The ghosts of Hama today hover all over Syria, cementing the pillars of the Assad doctrine to rule by fear and hold on to power at any cost even if it means surrendering the country to devastation, radicalization and ultimate death. Chopping fingers, slitting throats and maiming children comes to haunt the Syrians 30 years later, with the bodies of teenagers from Daraa who sparked the uprising in 2011 being tortured by the same Assad security apparatus that produced Hama. When that has proven insufficient to suppress the 2011 rebellion, the regime unleashed a blood quenching campaign, that has since broken Syria, rendering it to the mercy of militias, air bombardment, and on the path to fragmentation. While Assad the father benefitted from a media blackout in 1982, and intricate balance he had fostered regionally and globally with both the USSR and the West to avoid international backlash, the son was not as calculated. Bashar Assad borrowed the brutality from his father but not the geopolitical shrewdness. In his 16 years in office, he lost Lebanon, is abhorred regionally, grew dependent on Iran and Russia, and has turned Syria into a hub for sectarian militias and proxy battles attracting mercenaries from Baghdad to Minnesota.

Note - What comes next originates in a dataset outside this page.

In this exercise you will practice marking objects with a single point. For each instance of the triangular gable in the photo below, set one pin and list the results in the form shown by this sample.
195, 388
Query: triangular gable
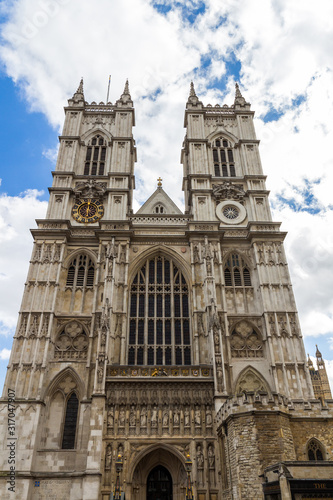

A recipe for radicalization
Assad’s aerial bombardment, use of chemical weapons, and resorting to blockades and starvation as weapons of war has kept him in power but has completely suffocated Syria. Today, the most notorious extremist groups from the so-called Islamic State to Jabhat Nusra to Iraqi Shia militias and Hezbollah, roam freely and control territory in Syria. The state political and economic infrastructure is depleted, and core principles that defined the Syrian Arab identity are replaced by a sectarian and vengeful narrative. The winners of Hama in 1982 were not just the Assad regime and his security apparatus, but also the radicals who exploited those atrocities, to go underground, organize and put together the early cornerstones of Al-Qaeda. It is the likes of Abu Musaab Al-Soori, an extremist with Al-Qaeda who is implicated in terrorist attacks from Spain to Afghanistan, who joined the early ranks of Al-Qaeda after surviving the Hama massacre. In this context, as long as the linkage between authoritarian regimes and the birth of extremism is ignored, there is no plausible way to defeat ISIS or Al-Qaeda or their affiliates. Assad and the radicals are interdependent on each other, and the horror of the first translates into the rise of the second, while borrowing the same tactics. A carbon copy of Assad’s horrors in Hama in 1982, was seen in Palmyra in 2015 where bodies were also left in the streets by ISIS in an attempt to gain the population’s submission. Syria, three and half decades after Hama, is a corpse of a state and a society shattered by the bombs of the dictator and the swords of the radicals. Resurrecting Syria can neither happen with the same playbook and rules that broke it, nor without justice for those whose ashes were left in the streets of Hama and for the many innocent lives desecrated by its rulers.